As partnerships between organizations from the Global North and South continued, Cuso began to recruit volunteers in the Global South for south–north and South-South placements in 1999. In 2008, Cuso and VSO Canada merged to become Cuso-VSO. That iteration of the organization became Canada's largest international cooperation agency working through volunteers.

=== 2010s ===
Cuso celebrated 50 years of international development work on June 6, 2011. Later that same year, Cuso and VSO decided to go their separate ways and the organization becomes Cuso International. In 2015, Cuso began to actively recruit diaspora volunteers and launched its e-volunteer program, allowing volunteers to contribute their expertise virtually.

In 2018–2019, Cuso volunteers contributed more technical assistance and support to beneficiaries, partners and clients than in any previous year. Cuso was also recognized as a 2019 recipient of the Hire Immigrants Ottawa Employer Excellence award.
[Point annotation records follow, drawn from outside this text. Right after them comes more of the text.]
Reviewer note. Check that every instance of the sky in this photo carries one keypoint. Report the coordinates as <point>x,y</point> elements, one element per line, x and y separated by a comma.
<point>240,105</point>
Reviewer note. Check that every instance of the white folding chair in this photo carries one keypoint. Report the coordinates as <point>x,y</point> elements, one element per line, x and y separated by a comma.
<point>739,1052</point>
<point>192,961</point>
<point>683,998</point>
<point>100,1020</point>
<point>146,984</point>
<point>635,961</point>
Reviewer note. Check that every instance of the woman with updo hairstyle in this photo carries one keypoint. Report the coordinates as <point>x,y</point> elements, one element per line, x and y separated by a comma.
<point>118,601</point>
=== Executive Directors ===
- 1961-62: Lewis Perinbam (acting)
- 1962-66: Bill McWhinney
- 1966: Terry Glavin (acting)
- 1966-68: Hugh Christie
- 1968-70: Frank Bogdasavich
- 1970-71: John Wood
- 1971: David Catmur (acting)
- 1971-73: John Gordon
- 1973-76: Murray Thomson
- 1976-79: Robin Wilson
- 1979: David Hamilton (acting)
- 1979-83: Ian Smillie
- 1983-90: Chris Bryant
- 1990-94: Lyse Blanchard
- 1995: Patricia Hurdle (acting)
- 1995: David Hamilton (acting)
- 1995-2000: Melanie Macdonald
- 2001-06: Claire Dansereau
- 2006-08: Jean-Marc Mangin
- 2008-15: Derek Evans
- 2015-16: Evelyne Guindon
- 2017–present: Glenn Mifflin

== Priorities ==

=== Advance gender equality and the empowerment of women and girls ===
Using the Canada Feminist International Assistance Policy, Cuso International works in a number of areas that intersect with gender equality and the empowerment of women and girls. In conjunction with women's rights organizations, various levels of state and federal governments, health departments and hospitals, and other NGOs, Cuso and its partners work to increase access to quality reproductive maternal and newborn health care; advocate for women's rights and gender-sensitive policies; increase women's participation in decision-making; and eradicate gender-based violence and harmful traditional practices.

=== Improve access to and quality of economic opportunities for young people ===
Accounting for 16 per cent of the global population, young people between the ages of 15 and 24 are three times more likely to be unemployed than adults, and young women are twice as likely to be unemployed and without access to education or training as young men. Cuso International and its partner organizations work with youth populations to provide education, training, hands-on experience and mentorship opportunities.

=== Engage volunteers to help achieve the Sustainable Development Goals ===
Volunteering is "at the heart" of Cuso International's global efforts to reduce poverty and inequality. Cuso volunteers are skilled professionals who work with community-based partners around the world to build skills and transfer knowledge, one of the most sustainable ways to address development needs.